September 10, 2004
The language of politics is too often the enemy of intelligent judgment. The simple slogan obscures more than it illuminates. Three years on from the horrors of September 11 2001 and a week after the murderous attack on the schoolchildren of Beslan, everyone knows what the politicians mean when they talk about the war on terrorism. Yet for all its apparent clarity, the phrase is a dangerous mis-description, a source of convenient self-delusion for political leaders and of false comfort for the rest of us.
Part of the confusion arises because the word terrorism describes a tactic rather than an enemy. The problem, though, runs deeper than this obvious linguistic imprecision. A declaration of war invites the conclusion that it is the sole legitimate response. Everything else has been tried and failed; to suggest otherwise is appeasement.
Terrorists, this characterisation continues, are all the same. Eta in Spain, Hamas on the West Bank, dissident Republicans in Northern Ireland, militants in Kashmir and Chechen separatists in the Caucasus - all must be lumped together with the al-Qaeda jihadists who brought down New York's twin towers. There is good and evil, and nothing in between; no place for careful calibrations or for political engagement.
Thus Vladimir Putin, the Russian president, declared this week that critics of Moscow's repression in Chechnya might as well suggest Osama bin Laden be invited for a cosy chat at the White House, asked for his demands and then handed them: No one has the moral right to tell us to talk to childkillers. Instead, Mr Putin has joined America's George W. Bush in asserting the right to launch pre-emptive attacks against the terrorists at any time and anywhere.
At this point, I suspect that one or two of my regular correspondents will be reaching for their keyboards . . . You Europeans have always been soft on terrorism; you have suffered nothing like the attacks on New York and Washington; you have never understood the difference between principle and pragmatism; and, past experience tells me, worse.
So before I am deluged with criticism, let me be clear. The destruction of al-Qaeda bases and the removal of the Taliban regime in Afghanistan were necessary and right. The mistake made in that country has been a failure to commit sufficient resources, military and financial, to complete the task (and, incidentally, find Mr bin Laden) and to assure Afghanistan of a stable future.
Military force, sometimes massive force, is a vital part of the struggle against those Islamist extremists whose ambition is the destruction of civilised values; and, yes, the aims and psychology of many of these people put them beyond reasoned dialogue. But to say that is not to escape the less palatable truth that terrorists are not all the same, that their objectives differ and, unforgiveable as their tactics are, their support is sometimes rooted in legitimate political grievance.
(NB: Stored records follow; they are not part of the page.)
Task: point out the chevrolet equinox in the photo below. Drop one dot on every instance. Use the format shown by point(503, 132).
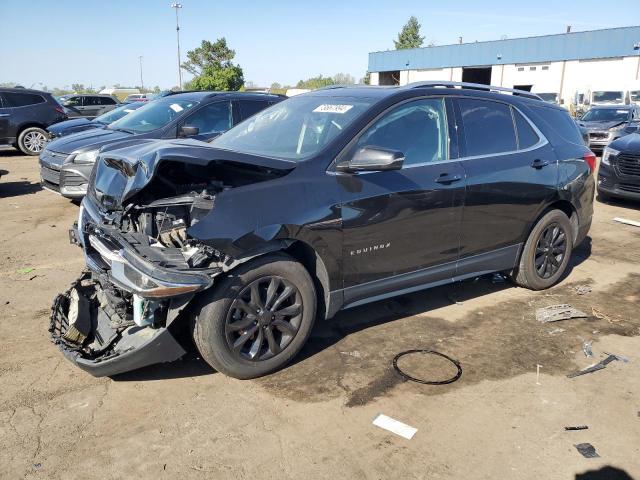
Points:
point(326, 201)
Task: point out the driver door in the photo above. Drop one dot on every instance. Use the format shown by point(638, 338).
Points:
point(401, 228)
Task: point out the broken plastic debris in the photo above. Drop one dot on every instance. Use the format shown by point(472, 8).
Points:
point(600, 365)
point(626, 221)
point(394, 426)
point(583, 289)
point(555, 313)
point(587, 450)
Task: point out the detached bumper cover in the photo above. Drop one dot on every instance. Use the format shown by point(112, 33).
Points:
point(99, 344)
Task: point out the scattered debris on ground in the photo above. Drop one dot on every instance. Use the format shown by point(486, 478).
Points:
point(577, 427)
point(555, 313)
point(427, 382)
point(600, 365)
point(627, 221)
point(587, 450)
point(394, 426)
point(583, 289)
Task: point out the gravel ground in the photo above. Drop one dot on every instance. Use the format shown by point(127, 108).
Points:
point(313, 419)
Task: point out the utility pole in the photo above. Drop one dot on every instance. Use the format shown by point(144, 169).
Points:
point(141, 81)
point(178, 6)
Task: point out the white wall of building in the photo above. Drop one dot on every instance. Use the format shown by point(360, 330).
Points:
point(579, 75)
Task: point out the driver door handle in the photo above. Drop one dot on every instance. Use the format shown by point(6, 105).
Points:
point(447, 179)
point(538, 163)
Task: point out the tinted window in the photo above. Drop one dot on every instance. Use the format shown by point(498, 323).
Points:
point(22, 99)
point(248, 108)
point(418, 129)
point(527, 137)
point(488, 127)
point(559, 121)
point(215, 117)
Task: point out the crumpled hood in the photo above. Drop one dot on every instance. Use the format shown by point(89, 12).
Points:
point(122, 172)
point(95, 138)
point(600, 125)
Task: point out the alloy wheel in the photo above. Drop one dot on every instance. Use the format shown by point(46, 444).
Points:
point(263, 319)
point(550, 250)
point(35, 141)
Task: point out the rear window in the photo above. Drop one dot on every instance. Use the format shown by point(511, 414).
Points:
point(22, 99)
point(488, 127)
point(560, 123)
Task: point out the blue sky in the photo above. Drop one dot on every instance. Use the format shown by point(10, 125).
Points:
point(98, 42)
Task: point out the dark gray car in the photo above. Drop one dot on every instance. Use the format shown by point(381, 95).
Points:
point(67, 162)
point(607, 123)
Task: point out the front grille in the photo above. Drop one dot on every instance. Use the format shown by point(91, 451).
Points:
point(629, 164)
point(50, 153)
point(629, 187)
point(50, 175)
point(70, 179)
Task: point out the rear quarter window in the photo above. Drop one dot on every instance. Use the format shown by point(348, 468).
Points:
point(23, 99)
point(560, 123)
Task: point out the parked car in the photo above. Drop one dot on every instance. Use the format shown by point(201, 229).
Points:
point(76, 125)
point(66, 164)
point(88, 105)
point(605, 124)
point(326, 201)
point(619, 172)
point(24, 116)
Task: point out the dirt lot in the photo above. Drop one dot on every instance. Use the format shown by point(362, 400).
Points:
point(313, 420)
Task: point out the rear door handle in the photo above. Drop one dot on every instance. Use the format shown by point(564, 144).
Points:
point(447, 179)
point(537, 163)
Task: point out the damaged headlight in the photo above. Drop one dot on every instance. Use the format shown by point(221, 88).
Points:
point(85, 157)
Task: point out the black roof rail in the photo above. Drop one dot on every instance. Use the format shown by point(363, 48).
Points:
point(473, 86)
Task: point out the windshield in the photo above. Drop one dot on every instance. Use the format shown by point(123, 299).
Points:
point(116, 113)
point(153, 115)
point(606, 115)
point(548, 97)
point(294, 129)
point(607, 97)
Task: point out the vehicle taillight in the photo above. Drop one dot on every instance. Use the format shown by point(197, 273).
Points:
point(590, 158)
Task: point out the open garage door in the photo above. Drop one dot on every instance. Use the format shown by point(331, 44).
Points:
point(477, 75)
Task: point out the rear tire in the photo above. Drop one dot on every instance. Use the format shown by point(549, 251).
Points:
point(546, 253)
point(267, 328)
point(32, 140)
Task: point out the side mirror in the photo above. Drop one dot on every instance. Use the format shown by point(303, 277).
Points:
point(186, 131)
point(372, 159)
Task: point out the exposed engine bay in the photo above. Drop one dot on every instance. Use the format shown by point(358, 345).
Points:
point(144, 266)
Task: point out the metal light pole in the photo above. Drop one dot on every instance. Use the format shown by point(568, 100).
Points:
point(141, 81)
point(177, 6)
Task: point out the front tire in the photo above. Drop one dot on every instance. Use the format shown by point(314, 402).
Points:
point(546, 253)
point(257, 318)
point(32, 140)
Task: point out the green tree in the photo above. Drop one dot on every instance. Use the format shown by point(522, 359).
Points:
point(409, 37)
point(211, 66)
point(316, 82)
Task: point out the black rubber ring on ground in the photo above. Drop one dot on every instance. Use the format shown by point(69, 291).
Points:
point(427, 382)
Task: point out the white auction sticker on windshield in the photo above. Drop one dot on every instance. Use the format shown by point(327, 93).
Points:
point(328, 108)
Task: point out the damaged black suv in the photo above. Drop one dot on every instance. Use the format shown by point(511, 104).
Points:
point(326, 201)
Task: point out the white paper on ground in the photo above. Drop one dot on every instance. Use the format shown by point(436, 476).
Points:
point(627, 222)
point(394, 426)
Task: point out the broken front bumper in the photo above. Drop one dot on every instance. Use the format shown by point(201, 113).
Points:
point(98, 340)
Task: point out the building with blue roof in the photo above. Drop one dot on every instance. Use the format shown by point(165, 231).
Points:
point(566, 67)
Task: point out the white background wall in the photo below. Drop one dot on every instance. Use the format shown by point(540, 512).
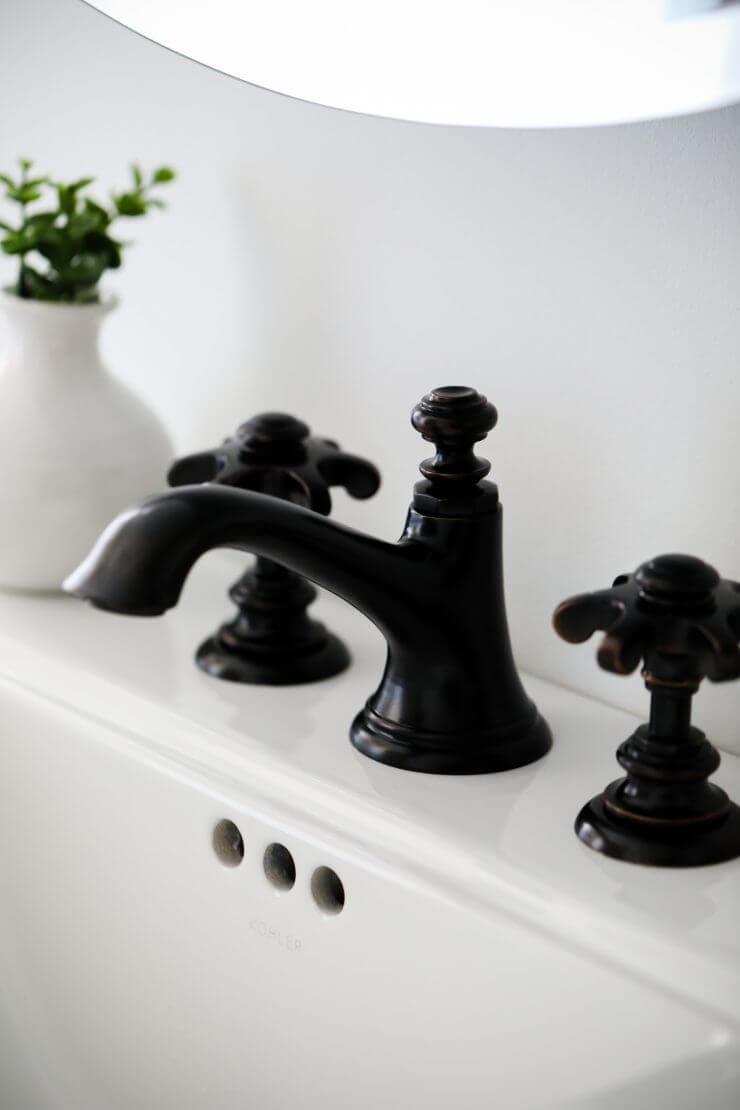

History is a guide here. Look around the world and people who were once labelled terrorists have become respected political leaders in places as far apart as South Africa, Ireland and Israel.
Mr Putin, of course, is not alone in dismissing such obvious realities. Having coined the phrase after September 11 2001, Mr Bush has made the war on terrorism the central plank of his campaign for re-election. With truly breathtaking cynicism, Dick Cheney, the vice-president, has gone many steps further. To Mr Cheney's mind, John Kerry's advocacy of a broader strategy to fight the terrorists is tantamount to treason. If the Democratic contender wins the November election, the vice-president said this week: The danger is we'll get hit again.
The truth is probably the opposite. There have been important military victories over al-Qaeda. The combination of aggressive use of force, improved intelligence and tighter domestic security has undoubtedly thwarted many attacks. But in the medium to long term, such victories will dissolve into defeats for as long as the jihadists find fertile recruiting grounds in the Islamic world.
Emotionally, Mr Putin's words struck a chord. Who could contemplate trying to reason with the wickedness of the terrorists in Beslan? This, though, is a diversion. Douglas Hurd, a former British foreign secretary, explained why in a lecture last night dedicated to the memory of Stephen Lawn, one of the British victims of September 11 2001. Hard power is needed to deal with those who have already turned to murder. But soft power is essential to prevent fresh recruits to murder . . . No steps could do more to outwit today's terrorists than serious efforts to establish in Chechnya, Palestine and Iraq governments which are supported, or at least accepted by, the bulk of the population. I would add Afghanistan to that list.
This is what Mr Cheney calls treachery. But even as the death toll of American soldiers killed in Iraq rises above 1,000, the US administration has yet to learn the simple lesson of Falluja. That city was never a centre of Islamist extremism. It became one because the US followed faithfully the vice-president's dictum that force is the only answer.
I have struggled and failed to find a slogan to replace the war on terrorism. That is because the real world demands all those challenging, complex things - nation-building, brokering peace deals, listening and learning, talking to past enemies, compromising - that politicians find too difficult and voters puzzle to understand. But if we keep on talking about a war, we are destined to lose it.